Intimacy of long lens on island life
THERE are few words in the story of this black-and-white love affair that spans over 50 years and involves several generations of people who have lived remote lives off the windswept edge of the west coast. This pictorial narrative is filled with images of kneeling and bent-over men praying in an overgrown graveyard in Cill Éinne on Inis Mór, teenage Gaelgóirí departing Inis Oírr, an upturned currach in a desolate field, a bodhrán, box and fiddle player absorbed in a seisiún, schoolchildren on Inishturk, a ceremony at the harbour in Inishbofin for the blessing of the bay, loading turf into the creels of a laden donkey.
In an opening photograph, a sky and seascape overlooking the East End village of Inishbofin evokes the memory of recent storms as ominous, dark clouds fill the sky and overshadow the panoramic vista. The portraiture of young and old islanders from the 1960s right up to the present day chronicles a voyage into contemporary island life where the deep fissures of ocean-burnt faces have faded but the long legacy of separateness, cultural distinctiveness continues.

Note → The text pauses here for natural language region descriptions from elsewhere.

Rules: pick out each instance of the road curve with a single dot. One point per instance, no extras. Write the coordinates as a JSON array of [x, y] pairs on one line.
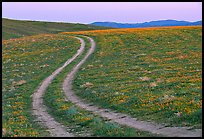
[[120, 118], [39, 110]]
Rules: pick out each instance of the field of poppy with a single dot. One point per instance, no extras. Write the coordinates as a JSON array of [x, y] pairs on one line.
[[153, 74], [82, 123], [25, 63]]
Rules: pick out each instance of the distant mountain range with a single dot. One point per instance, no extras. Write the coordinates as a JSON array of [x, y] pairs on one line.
[[147, 24]]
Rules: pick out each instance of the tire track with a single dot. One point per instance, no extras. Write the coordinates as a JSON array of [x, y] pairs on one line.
[[39, 109], [120, 118]]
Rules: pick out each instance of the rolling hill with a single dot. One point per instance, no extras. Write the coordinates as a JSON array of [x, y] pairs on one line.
[[20, 28], [147, 24]]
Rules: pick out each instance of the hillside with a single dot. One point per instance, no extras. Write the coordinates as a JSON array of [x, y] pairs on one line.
[[20, 28], [147, 24]]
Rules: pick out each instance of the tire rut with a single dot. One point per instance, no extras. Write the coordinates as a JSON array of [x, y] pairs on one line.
[[120, 118], [39, 109]]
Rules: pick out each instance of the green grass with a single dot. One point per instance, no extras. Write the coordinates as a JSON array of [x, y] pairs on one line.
[[20, 28], [152, 74], [82, 123], [26, 62]]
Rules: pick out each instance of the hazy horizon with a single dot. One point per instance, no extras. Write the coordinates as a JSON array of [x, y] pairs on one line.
[[89, 12]]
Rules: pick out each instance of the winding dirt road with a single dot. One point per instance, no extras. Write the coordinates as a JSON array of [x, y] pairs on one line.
[[120, 118], [39, 110]]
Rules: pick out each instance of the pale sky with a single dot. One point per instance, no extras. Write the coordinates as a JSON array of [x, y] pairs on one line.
[[88, 12]]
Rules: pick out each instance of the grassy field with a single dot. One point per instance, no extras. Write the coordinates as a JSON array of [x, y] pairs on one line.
[[153, 74], [20, 28], [25, 63], [82, 123]]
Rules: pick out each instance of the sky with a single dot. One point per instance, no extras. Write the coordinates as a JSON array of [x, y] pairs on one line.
[[88, 12]]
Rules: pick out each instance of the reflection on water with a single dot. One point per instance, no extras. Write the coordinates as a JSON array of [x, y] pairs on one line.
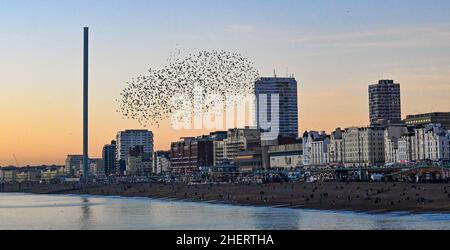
[[21, 211]]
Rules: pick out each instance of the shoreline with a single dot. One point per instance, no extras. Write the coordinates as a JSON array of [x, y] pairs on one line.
[[370, 198]]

AMONG the many colourful characters portrayed is the late Bridget Dirrane, who died, aged 109, in 2003. A member of Cumann na mBan, she went on hunger strike while in Mountjoy Jail after her arrest in the Dublin home of a nationalist sympathiser.
During her imprisonment, she managed to infuriate the police at the Bridewell station by dancing and singing in Irish for her fellow inmates. Bridget qualified as a nurse in the early 1900s and married Aran Islander, Ned Dirrane, in Boston, where she joined the Democratic Party and campaigned for John F Kennedy in the early 1960s.

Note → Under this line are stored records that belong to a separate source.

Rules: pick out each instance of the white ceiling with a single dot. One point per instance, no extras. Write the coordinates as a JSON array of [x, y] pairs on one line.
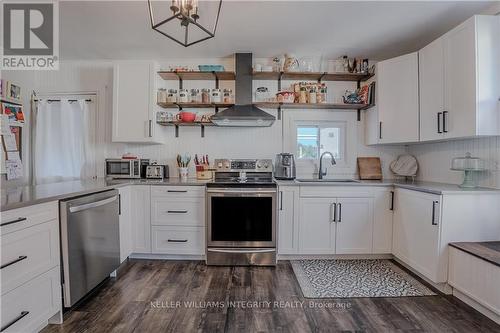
[[378, 30]]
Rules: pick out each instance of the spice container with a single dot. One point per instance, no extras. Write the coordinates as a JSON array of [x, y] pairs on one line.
[[172, 96], [216, 96], [312, 96], [183, 96], [161, 96], [205, 96], [228, 96], [303, 95], [195, 96]]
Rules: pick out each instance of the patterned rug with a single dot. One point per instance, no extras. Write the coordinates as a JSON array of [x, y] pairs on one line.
[[342, 278]]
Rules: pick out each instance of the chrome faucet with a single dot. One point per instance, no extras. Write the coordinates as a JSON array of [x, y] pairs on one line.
[[321, 173]]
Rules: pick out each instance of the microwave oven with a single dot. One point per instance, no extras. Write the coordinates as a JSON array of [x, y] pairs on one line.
[[126, 168]]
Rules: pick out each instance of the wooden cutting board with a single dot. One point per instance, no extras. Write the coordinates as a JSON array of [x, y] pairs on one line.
[[369, 168]]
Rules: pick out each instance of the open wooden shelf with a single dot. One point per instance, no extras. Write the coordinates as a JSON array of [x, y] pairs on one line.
[[194, 105], [314, 106], [196, 75], [312, 76]]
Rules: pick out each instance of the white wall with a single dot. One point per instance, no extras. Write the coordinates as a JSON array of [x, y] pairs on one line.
[[435, 160], [74, 77]]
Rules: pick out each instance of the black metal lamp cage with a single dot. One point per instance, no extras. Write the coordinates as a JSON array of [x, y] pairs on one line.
[[187, 17]]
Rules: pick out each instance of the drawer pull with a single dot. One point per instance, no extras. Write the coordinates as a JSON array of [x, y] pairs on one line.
[[20, 219], [21, 316], [21, 258]]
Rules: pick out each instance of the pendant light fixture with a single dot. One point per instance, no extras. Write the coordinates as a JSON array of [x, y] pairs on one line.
[[186, 22]]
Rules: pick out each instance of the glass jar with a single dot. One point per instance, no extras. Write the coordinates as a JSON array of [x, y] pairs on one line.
[[161, 96], [172, 96], [195, 96], [228, 96], [183, 96], [205, 96], [303, 95], [216, 96]]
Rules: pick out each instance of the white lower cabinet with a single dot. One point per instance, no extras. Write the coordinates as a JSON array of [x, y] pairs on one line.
[[178, 240], [317, 226], [342, 224], [141, 218], [28, 307], [288, 233], [416, 231], [354, 226], [30, 275], [425, 223]]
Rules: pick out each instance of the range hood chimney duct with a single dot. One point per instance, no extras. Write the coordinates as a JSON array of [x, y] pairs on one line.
[[243, 113]]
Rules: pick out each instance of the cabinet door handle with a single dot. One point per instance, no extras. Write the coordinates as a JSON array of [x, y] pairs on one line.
[[9, 324], [340, 212], [19, 219], [281, 200], [333, 212], [445, 128], [20, 258], [434, 221]]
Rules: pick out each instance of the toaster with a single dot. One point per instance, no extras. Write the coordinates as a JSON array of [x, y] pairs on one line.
[[284, 166], [155, 171]]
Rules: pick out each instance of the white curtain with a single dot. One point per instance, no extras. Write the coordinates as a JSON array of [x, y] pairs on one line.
[[64, 141]]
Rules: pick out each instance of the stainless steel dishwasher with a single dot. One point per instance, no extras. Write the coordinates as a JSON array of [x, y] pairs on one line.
[[90, 242]]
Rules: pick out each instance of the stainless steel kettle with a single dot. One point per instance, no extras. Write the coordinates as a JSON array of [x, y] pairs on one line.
[[284, 166]]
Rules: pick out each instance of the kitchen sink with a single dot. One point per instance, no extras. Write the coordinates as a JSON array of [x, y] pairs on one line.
[[316, 180]]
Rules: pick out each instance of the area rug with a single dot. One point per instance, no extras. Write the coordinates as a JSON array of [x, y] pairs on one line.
[[342, 278]]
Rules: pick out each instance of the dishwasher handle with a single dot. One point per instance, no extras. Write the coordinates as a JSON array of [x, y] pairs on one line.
[[95, 204]]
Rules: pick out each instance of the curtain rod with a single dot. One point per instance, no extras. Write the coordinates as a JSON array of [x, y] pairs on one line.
[[58, 100]]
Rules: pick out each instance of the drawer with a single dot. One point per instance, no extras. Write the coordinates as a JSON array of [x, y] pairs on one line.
[[180, 212], [178, 240], [178, 191], [21, 218], [32, 304], [27, 253]]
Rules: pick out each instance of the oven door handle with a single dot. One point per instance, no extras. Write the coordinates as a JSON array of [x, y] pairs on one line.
[[242, 250], [244, 191]]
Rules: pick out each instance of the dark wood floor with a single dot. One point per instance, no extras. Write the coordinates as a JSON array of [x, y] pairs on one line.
[[140, 301]]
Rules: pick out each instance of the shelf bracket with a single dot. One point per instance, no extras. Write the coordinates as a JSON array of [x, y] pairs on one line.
[[279, 81]]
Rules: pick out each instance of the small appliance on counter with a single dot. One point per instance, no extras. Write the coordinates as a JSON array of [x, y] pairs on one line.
[[155, 171], [284, 166], [468, 165], [126, 168]]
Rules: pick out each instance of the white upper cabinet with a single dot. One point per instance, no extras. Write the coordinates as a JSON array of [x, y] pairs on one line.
[[397, 99], [133, 101], [460, 82]]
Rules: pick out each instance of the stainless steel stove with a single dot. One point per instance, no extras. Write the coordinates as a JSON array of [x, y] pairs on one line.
[[241, 213]]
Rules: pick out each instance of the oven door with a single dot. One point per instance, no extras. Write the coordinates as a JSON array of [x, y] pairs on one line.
[[241, 217]]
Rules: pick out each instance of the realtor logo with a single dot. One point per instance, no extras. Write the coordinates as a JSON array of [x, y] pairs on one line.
[[30, 36]]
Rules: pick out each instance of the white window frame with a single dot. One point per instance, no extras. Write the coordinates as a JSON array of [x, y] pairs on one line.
[[346, 120]]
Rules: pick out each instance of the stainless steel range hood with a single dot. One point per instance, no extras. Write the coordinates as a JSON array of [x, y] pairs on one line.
[[243, 113]]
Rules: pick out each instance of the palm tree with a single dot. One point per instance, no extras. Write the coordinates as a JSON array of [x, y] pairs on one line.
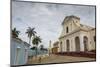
[[36, 40], [15, 33], [30, 31]]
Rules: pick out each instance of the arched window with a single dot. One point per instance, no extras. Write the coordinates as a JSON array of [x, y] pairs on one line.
[[85, 43], [67, 30], [67, 45], [77, 43], [61, 46]]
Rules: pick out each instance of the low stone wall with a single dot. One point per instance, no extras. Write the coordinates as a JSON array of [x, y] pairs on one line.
[[78, 54]]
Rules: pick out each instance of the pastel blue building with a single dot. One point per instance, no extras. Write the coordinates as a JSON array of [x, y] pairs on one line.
[[19, 52]]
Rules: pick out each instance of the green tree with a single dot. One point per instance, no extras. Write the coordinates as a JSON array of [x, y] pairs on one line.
[[15, 33], [30, 32], [36, 40]]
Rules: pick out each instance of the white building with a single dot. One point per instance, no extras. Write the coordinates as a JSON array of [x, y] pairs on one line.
[[75, 36]]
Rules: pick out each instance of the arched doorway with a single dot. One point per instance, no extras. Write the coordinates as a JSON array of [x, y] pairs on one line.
[[61, 46], [85, 43], [67, 45], [77, 43]]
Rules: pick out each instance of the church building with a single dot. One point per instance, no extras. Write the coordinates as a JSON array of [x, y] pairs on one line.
[[76, 37]]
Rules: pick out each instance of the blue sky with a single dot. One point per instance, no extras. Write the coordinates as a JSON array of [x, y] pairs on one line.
[[47, 18]]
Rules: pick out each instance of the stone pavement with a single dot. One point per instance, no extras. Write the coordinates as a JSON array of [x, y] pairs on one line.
[[58, 59]]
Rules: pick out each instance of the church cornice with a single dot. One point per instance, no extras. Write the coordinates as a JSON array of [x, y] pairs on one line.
[[80, 29]]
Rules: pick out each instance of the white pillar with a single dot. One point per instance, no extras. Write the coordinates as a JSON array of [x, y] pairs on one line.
[[81, 43]]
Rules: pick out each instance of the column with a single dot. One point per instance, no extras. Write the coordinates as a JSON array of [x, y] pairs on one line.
[[81, 43]]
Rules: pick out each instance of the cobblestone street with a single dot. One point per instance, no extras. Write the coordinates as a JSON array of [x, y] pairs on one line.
[[58, 59]]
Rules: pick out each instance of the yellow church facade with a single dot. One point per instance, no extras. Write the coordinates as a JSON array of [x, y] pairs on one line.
[[76, 37]]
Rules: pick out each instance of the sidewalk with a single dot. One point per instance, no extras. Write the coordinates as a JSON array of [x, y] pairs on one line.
[[58, 59]]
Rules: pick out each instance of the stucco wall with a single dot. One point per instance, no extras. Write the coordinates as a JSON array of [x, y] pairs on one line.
[[22, 57]]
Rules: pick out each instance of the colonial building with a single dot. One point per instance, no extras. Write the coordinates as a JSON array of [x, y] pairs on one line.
[[19, 52], [75, 36], [55, 47]]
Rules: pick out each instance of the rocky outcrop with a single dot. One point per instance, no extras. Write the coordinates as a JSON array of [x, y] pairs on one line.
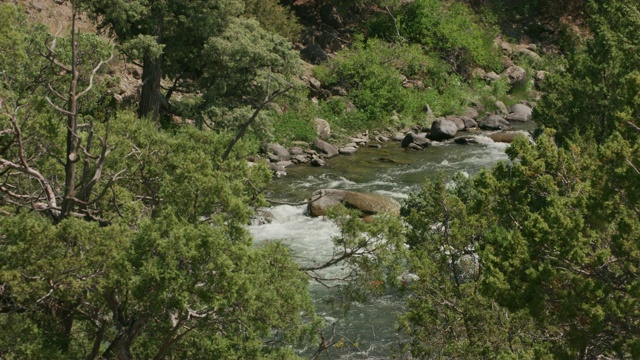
[[420, 140], [494, 122], [314, 54], [469, 123], [323, 200], [348, 150], [323, 129], [279, 151], [457, 120], [508, 136], [519, 112], [516, 74], [327, 149], [443, 129]]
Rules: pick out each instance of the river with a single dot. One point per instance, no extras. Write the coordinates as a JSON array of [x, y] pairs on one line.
[[367, 329]]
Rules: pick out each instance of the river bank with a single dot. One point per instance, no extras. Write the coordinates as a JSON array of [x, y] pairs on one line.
[[369, 327]]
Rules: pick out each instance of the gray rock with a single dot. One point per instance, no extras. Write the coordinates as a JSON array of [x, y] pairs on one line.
[[315, 83], [261, 217], [491, 76], [520, 112], [329, 41], [443, 129], [471, 113], [418, 139], [338, 91], [502, 108], [284, 163], [302, 144], [494, 122], [273, 158], [348, 150], [318, 162], [516, 74], [300, 159], [539, 79], [296, 150], [398, 136], [359, 141], [507, 136], [314, 54], [327, 149], [323, 200], [323, 129], [465, 140], [278, 170], [280, 151], [456, 120], [427, 109], [529, 53], [469, 123], [330, 16]]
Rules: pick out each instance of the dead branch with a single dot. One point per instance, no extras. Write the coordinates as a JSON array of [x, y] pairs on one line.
[[268, 99], [93, 74]]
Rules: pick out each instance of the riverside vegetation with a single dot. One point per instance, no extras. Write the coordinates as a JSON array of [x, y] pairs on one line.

After Ned died, she returned to Inis Mór where she ultimately married his brother, Patrick. When he, in turn, died, she had her two wedding rings bonded together.
PHOTOGRAPHER John Carlos’s empathy and unique artistry fills every perfectly framed picture in his newly published book, ‘Ireland’s Western Islands: Inishbofin, The Aran Islands, Inishturk, Inishshark, Clare & Turbot Islands’.
His long association with the western islands started as a teenager when, in the 1960s, he spent all his summer holidays with his mother and sisters in Kilmurvey on the Aran island of Inis Mór. It was then that he was infused with a passion for photography that would lead to an award-winning professional career which included positions at The Connacht Tribune, The Sunday Tribune and The Sunday Times, before returning to live on the western seaboard.
Carlos explains that this collection is a celebration of islanders; not an attempt to define the islands but rather to preserve a memory of the islanders and their home places.
He observes in the book’s introduction that this work is a reflection on a disappearing traditional way of life and culture in a society ‘increasingly consumed by materialism, information and celebrity culture’.
“The sequences, which suggest a form of narration, draw on many elements to create a unity of opposite: people, wild flowers, youth, landscapes, home, religious icons, work, seascapes, animals, fish, rocks, love and loss. People and nature are intricately woven to portray their relationship with the islands and the complexity of their lives therin,” he explains.
“What I wanted to do with these photographs is to celebrate the islanders in their environment, while reflecting on disappearing traditions and values in the face of materialism and pop culture. Some photographs document the end of an era, like the Naomh Éanna boat, while others took 20 years of waiting for perfect conditions such as the signal light tower at the mouth of Inishbofin harbour.”
In chronicling the customs and practices of these communities from Inis Meáin to Inishturk, Clare to Inis Oírr, as well as the now depopulated Turbot and Inishark, his keenly observed portraiture – even when the ocean is not part of the backdrop – always encapsulates a pulsing sense of place: Pristine places where the squawk of a guillemot or a gull, the bleating of a lamb, the roaring of the ocean and the silent suspension of a red dawn are ever-present.
‘Ireland’s Western Islands: Inishbofin, The Aran Islands, Inishturk, Inishark, Clare & Turbot Islands’, by John Carlos, Collins Press, €19.99.